Saturday, 27 July 2024

Venerable Indeed

Before the long haul north, the furthest I've been for twenty years, I spent some time with Bede and his History of the English Church and People. He lived up there, as did Aidan, Cuthbert and Alan Hull and as do Sean O'Brien and Rod Clements.
Of course it's up to us how we want to interpret reports of miracles, piety and other Christian propaganda but whether any of it is true or not it's beautiful in its way. Like Vasari's Lives of the Artists in which each biography expounds the rare talents of its subjects, all the bishops and holy men that Bede tells us about are paragons of devotion and one gets the impression that both Vasari and Bede are aching to say that each was uniquely so but are held back because the definition of 'unique' doesn't allow them. 
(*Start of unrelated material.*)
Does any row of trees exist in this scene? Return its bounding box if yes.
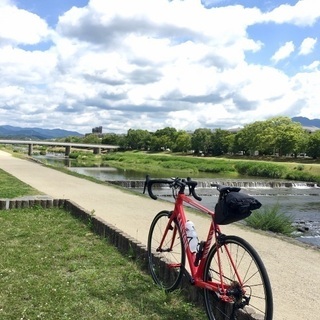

I know the feeling. I'd like to say, at one time or another, that maybe 50 pieces of music are the best I've ever heard but you can only say such a thing about one of them.
What impressed most, though, was Bede's 'poetics'. He was more than 1200 years ahead of Robert Frost with the idea that 'poetry is what gets lost in translation' when reflecting on some lines by Caedmon that,
This is the general sense, but not the actual words that Caedmon sang in his dream; for verses, however masterly, cannot be translated literally from one language to another without losing much of their beauty and dignity.
 
By all means it would be insular of us to only read poems, or anything else, written in our own language but unless we are fluent in any others, we put all our trust in a translator to know the work of those who wrote in all the others but the 'poetry', the sound of it, is altered and so we can get a sense of it but never the whole effect.
I can't help thinking the point has been made here before, Frost notwithstanding, but Bede knew as much and, for me, that more than anything else, makes him venerable indeed.